“連勝五場!已經連勝五場了!”
“三号擂台葛若玫!她剛剛使出了什麼?水火竟能相生?不可思議!”
“讓我們關注這場前所未有的比賽!雖然是築基期比鬥,卻讓諸位看到了全新的屬性應用思路!”
“……”
講演台上,百目道人激情四射地點評着突出的賽事,擴音和留影的陣盤于半空中放松着聲音畫面,而觀戰席上的弟子們也無不随之激動或緊張。
然而,在百目道人其身側,卻坐了一位安靜而美麗的女子。其人雙目微垂,明明坐在此等位置上,卻仿佛全然不為這激烈的氛圍所動,她始終寒若冰霜,高潔似雪。

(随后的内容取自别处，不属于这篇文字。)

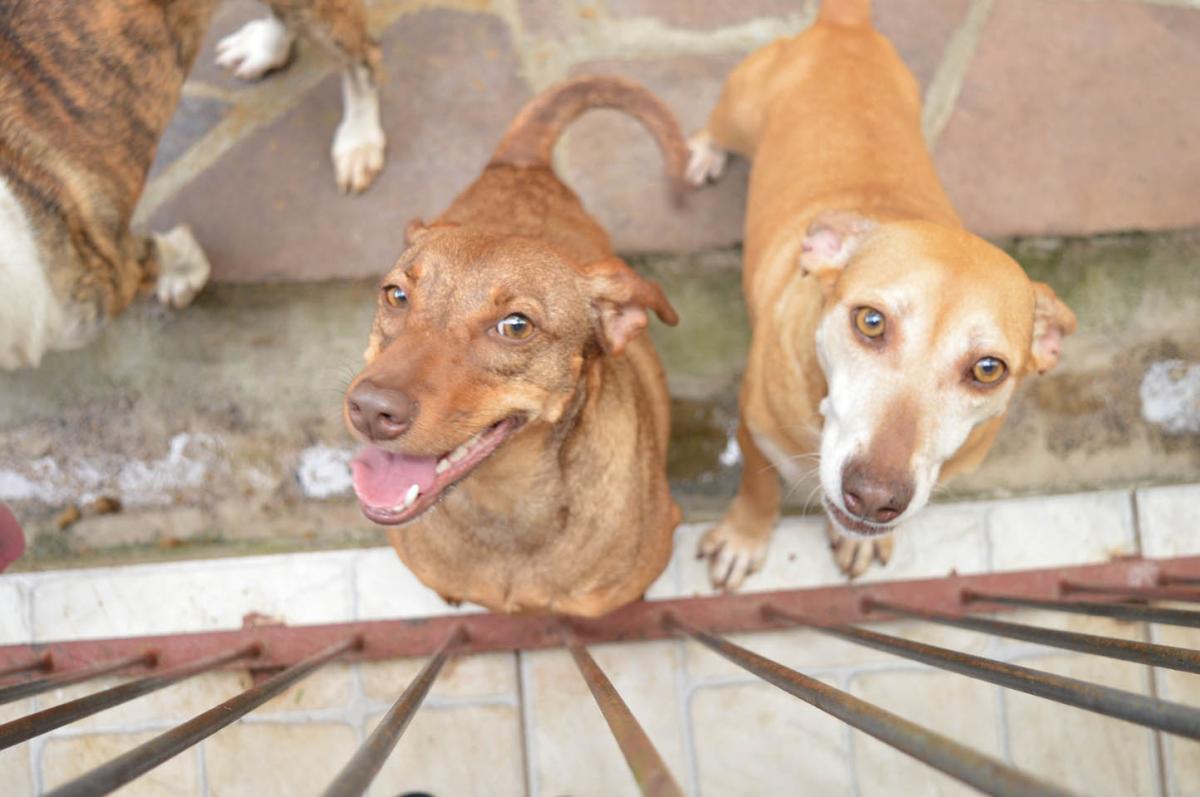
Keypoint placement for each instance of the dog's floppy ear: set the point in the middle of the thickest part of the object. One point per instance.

“天影道人,您是水冰雙靈根,極為擅長水系法術,不知您怎麼看待這位弟子?”百目道人下意識遞話,但天影道人卻隻是冷冰冰給了他一個眼神——毫無感情,卻仿佛看穿了他的内心所有。
百目道人愣了半晌,随後悻悻一笑,話鋒一轉道:“天影道人的意思是,她會持續關注新生代弟子的發展與成長,貫徹落實正道宗門的育苗方針,關愛女性弟子,建立明确的培養機制于體系……”
他暗自擦汗,隻覺得身側傳來的威壓越發恐怖,心下直道倒黴。
天影道人,雖然百目道人與之同坐講演台上,但對方卻是實打實的大人物——正道七魁首之一,缥缈仙宗天影道人。她乃水冰雙靈根,擅長法術,如今修為已臻至化境。

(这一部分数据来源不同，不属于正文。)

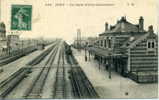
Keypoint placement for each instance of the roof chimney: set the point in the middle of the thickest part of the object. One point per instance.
(106, 26)
(141, 24)
(150, 29)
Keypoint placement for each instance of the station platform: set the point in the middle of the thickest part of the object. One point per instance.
(117, 86)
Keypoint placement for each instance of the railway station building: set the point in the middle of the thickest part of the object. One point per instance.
(129, 50)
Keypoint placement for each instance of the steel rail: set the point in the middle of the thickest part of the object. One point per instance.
(35, 90)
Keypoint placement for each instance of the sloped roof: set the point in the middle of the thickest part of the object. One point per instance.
(123, 26)
(136, 40)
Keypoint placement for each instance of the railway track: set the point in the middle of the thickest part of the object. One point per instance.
(36, 89)
(12, 81)
(42, 56)
(60, 82)
(82, 87)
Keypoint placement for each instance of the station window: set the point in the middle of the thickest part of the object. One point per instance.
(109, 43)
(151, 44)
(101, 43)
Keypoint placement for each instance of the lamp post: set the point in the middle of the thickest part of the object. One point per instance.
(86, 51)
(110, 65)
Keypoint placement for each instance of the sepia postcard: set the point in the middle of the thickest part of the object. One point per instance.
(79, 49)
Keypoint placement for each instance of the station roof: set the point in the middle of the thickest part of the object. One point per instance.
(123, 26)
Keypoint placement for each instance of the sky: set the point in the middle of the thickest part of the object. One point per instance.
(51, 20)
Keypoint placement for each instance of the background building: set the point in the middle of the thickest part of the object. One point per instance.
(129, 50)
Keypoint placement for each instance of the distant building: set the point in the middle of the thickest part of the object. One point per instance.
(3, 41)
(129, 50)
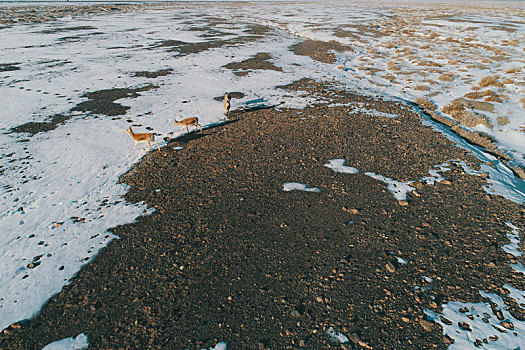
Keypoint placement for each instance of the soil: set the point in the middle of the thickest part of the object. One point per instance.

百目道人不敢多言,隻得把注意力轉回比賽上來。而觀戰區裡,雙絕劍宗的幾人也正在關注着師妹的比賽。
“不錯,今日若玫狀态極佳,且一直都沉着冷靜,不驕不躁。會有好結果的。”
溫子夜為自己滿上一杯茶,含笑點評道。見師妹打得漸入佳境,他面上從容,心裡卻不禁思索起明燈獨自一人會不會無聊,自己是不是應該早些回去看看對方。

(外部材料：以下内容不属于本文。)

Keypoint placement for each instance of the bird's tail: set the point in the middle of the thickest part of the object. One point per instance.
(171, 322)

“哼。”子書辰宇挑挑眉,“你們看她,手都是抖的,哪裡沉着了?真是不成器!”
“師妹……”肖輕狂憂心忡忡,“她戰鬥經驗不多,一連打了五場,每場都竭盡全力,會不會太勉強了?”
“把你扔進無燼爐的時候你覺得勉強嗎?”子書辰宇反問。
肖輕狂道:“那不一樣!”
……
三号擂台,葛若玫理了理水藍色衣袍,眸光沉靜,動也不動地注視着新一位走上擂台之人。
來人是一女子,準确的說,是和葛若玫年齡相仿的少女。那人身着混元宗白紅金相間的衣裳,上有寶珠刺繡,表明她是一位器修。
“好久不見啊,玫玫。”
少女眯眼一笑,眸中卻滿是倨傲。
“……”
葛若玫仍是沉默以對,自從擂台開打,她就沒有說過一句話。她隻是一直都沉默着,沉默着,關注着對手,關注着自己。而後,波瀾不驚地拿下勝利。
“第六場!來者是混元宗弟子,竟然已經築基後期了!這次葛若玫還能保持之前的狀态和勝績嗎?這可是高出自己兩個小境界的對手!”
随着百目道人的話音落下,比賽,開始!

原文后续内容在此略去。